Before The Houston Rockets, Daryl Morey Was A Numbers Whiz In Boston

By Callum Borchers

Before Houston Rockets general manager Daryl Morey was thrust into international spotlight this week for supporting Hong Kong protesters, he first built his reputation as a numbers whiz in Boston.



ARI SHAPIRO, HOST:

Like so much these days, this next story started with a tweet – a tweet in which an NBA team executive offered support to the people protesting Chinese rule in Hong Kong. Now Chinese state television is canceling broadcasts of the NBA’s preseason games, and other basketball business deals are in jeopardy. The person at the center of this international incident is Daryl Morey, general manager of the Houston Rockets. As Callum Borchers of member station WBUR reports, Morey first built a reputation as a numbers wiz in Boston.

CALLUM BORCHERS, BYLINE: Daryl Morey isn’t new to controversy.

(SOUNDBITE OF TNT BROADCAST)

CHARLES BARKLEY: I’m not worried about Daryl Morey. He’s one of those idiots who believe in analytics.

BORCHERS: That’s basketball Hall of Famer Charles Barkley slamming Morey on TNT a few years ago.

(SOUNDBITE OF TNT BROADCAST)

BARKLEY: All these guys who run these organizations who talk about analytics, they have one thing in common. They’re a bunch of guys who ain’t never played the game, and they never got the girls in high school, and they just want to get in the game.

(LAUGHTER)

BORCHERS: It may sound juvenile, but disputes involving Morey, until now, have basically come down to jocks versus nerds. He’s a pioneer in the field of sports analytics, relying more on hard data than scouts’ eyes to evaluate players. He taught a class on the subject at MIT when he worked for the Celtics and co-founded MIT’s annual sports analytics conference in 2006. He acknowledged at this year’s event his ideas about how basketball should be played sometimes rankled people with more experience on the court.

(SOUNDBITE OF ARCHIVED RECORDING)

DARYL MOREY: Taking really, really challenged shots, if they’re from the right zones, is a big advantage and not playing in this way that’s more aesthetically pleasing but that’s more brutishly effective – everyone thinks they’re ruining basketball.

BORCHERS: Well, not everyone. Morey hasn’t won a championship. But since he took over the Rockets as a 34-year-old phenom, he’s consistently assembled one of the NBA’s best teams.

(SOUNDBITE OF NBA TELECAST)

UNIDENTIFIED COMMENTATOR: Twenty-six three-pointers for the Houston Rockets – a new NBA record.

BORCHERS: At the same time, Morey’s conference at MIT has become a big draw for sports executives who want to learn from him and other analytics experts.

BEN ALAMAR: Every single team in a major league in North America sends high-level people to that conference.
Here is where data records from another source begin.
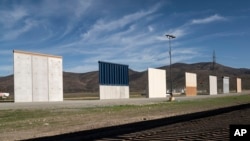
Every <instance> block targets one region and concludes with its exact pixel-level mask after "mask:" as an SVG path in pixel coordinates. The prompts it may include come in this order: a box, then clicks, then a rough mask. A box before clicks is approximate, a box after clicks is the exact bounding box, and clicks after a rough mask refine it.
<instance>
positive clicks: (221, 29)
mask: <svg viewBox="0 0 250 141" xmlns="http://www.w3.org/2000/svg"><path fill="white" fill-rule="evenodd" d="M249 25H250V1H249V0H240V1H239V0H210V1H201V0H188V1H184V0H35V1H34V0H14V1H12V0H0V56H1V59H0V76H6V75H10V74H13V50H22V51H29V52H36V53H44V54H51V55H57V56H62V57H63V71H67V72H76V73H84V72H89V71H96V70H98V61H106V62H113V63H121V64H127V65H129V68H130V69H133V70H135V71H144V70H146V69H147V68H149V67H150V68H157V67H161V66H165V65H169V59H170V57H169V40H168V38H166V36H165V35H166V34H171V35H174V36H176V38H175V39H171V48H172V52H171V53H172V62H173V63H189V64H190V63H198V62H212V56H213V51H215V54H216V62H217V63H220V64H222V65H225V66H230V67H234V68H250V63H249V62H248V61H249V60H250V55H249V52H250V46H249V42H250V32H249V31H250V26H249Z"/></svg>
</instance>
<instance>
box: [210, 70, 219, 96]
mask: <svg viewBox="0 0 250 141" xmlns="http://www.w3.org/2000/svg"><path fill="white" fill-rule="evenodd" d="M209 94H210V95H217V94H218V92H217V77H216V76H211V75H210V76H209Z"/></svg>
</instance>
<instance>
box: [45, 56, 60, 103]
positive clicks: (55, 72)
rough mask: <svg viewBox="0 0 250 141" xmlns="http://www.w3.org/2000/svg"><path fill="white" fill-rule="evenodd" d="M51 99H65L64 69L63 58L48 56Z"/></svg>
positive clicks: (49, 97) (50, 93)
mask: <svg viewBox="0 0 250 141" xmlns="http://www.w3.org/2000/svg"><path fill="white" fill-rule="evenodd" d="M48 65H49V101H63V74H62V72H63V70H62V59H61V58H48Z"/></svg>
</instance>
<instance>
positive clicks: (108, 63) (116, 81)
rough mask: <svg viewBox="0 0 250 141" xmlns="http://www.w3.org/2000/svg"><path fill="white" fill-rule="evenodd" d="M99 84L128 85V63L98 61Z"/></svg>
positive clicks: (111, 84)
mask: <svg viewBox="0 0 250 141" xmlns="http://www.w3.org/2000/svg"><path fill="white" fill-rule="evenodd" d="M98 63H99V84H101V85H115V86H128V85H129V78H128V77H129V76H128V65H122V64H115V63H109V62H102V61H99V62H98Z"/></svg>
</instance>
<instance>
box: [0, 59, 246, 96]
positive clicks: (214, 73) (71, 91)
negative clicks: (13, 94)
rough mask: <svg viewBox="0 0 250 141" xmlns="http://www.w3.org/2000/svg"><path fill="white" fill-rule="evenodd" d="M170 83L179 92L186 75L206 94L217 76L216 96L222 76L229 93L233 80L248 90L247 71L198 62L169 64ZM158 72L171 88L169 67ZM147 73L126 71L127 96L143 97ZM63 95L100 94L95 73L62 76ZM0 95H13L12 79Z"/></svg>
mask: <svg viewBox="0 0 250 141" xmlns="http://www.w3.org/2000/svg"><path fill="white" fill-rule="evenodd" d="M171 67H172V82H173V89H174V90H176V91H177V90H181V89H183V88H184V87H185V72H192V73H196V74H197V87H198V92H200V93H207V92H208V88H209V83H208V82H209V81H208V76H209V75H215V76H217V84H218V92H219V93H220V92H222V84H223V83H222V78H223V76H228V77H230V91H236V78H237V77H239V78H241V79H242V89H243V90H244V89H245V90H246V89H250V69H246V68H232V67H228V66H224V65H221V64H215V65H214V66H213V65H212V63H211V62H201V63H194V64H185V63H175V64H172V66H171ZM158 69H163V70H167V86H170V81H169V79H168V76H169V75H168V74H169V66H163V67H159V68H158ZM147 79H148V76H147V70H145V71H142V72H138V71H134V70H132V69H129V86H130V92H139V93H145V92H146V90H147ZM63 89H64V93H76V92H90V93H92V92H93V93H97V92H98V91H99V83H98V71H92V72H87V73H72V72H63ZM0 91H2V92H9V93H10V94H13V91H14V78H13V75H9V76H4V77H0Z"/></svg>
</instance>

BORCHERS: Ben Alamar is a former analytics guru for the Oklahoma City Thunder and Cleveland Cavaliers. He says he’s seen the rest of the NBA become more like Morey.

ALAMAR: Daryl really ushered in a whole new way of thinking about how to run an organization that really checks for human bias and corrects for that and allows us to think more clearly and more rationally.

BORCHERS: Morey declined to be interviewed for this story. In fact, lots of people who know or work with him also declined. Perhaps it’s because the Hong Kong situation is so sensitive.

ANDREW ZIMBALIST: Oh, my. Well, it’s very complicated.

BORCHERS: Andrew Zimbalist is a sports economist at Smith College. He says the Chinese market is hugely important for the NBA. More people watch NBA games in China than in the United States. And popularity means money.

ZIMBALIST: The NBA has a contract with the media company Tencent for $1.5 billion.

BORCHERS: A numbers guy like Morey probably knows all this, which makes his public support for Hong Kong protesters all the more notable. A purely analytical approach to the bottom line might have been to stay quiet and let the money keep flowing. Zimbalist says Morey may be data-driven in his job, but he’s not a robot.

ZIMBALIST: I know Daryl. I think that he probably has some urge in him to express himself on more meaningful matters than whether somebody is going to score 20 or 21 points in a game.

BORCHERS: NBA Commissioner Adam Silver has said Morey has a right to express himself. But Silver has also lamented the, quote, “fairly dramatic consequences from that tweet.” The NBA seems to wish Morey had stuck to the analytics that he’s known for.

For NPR News, I’m Callum Borchers in Boston.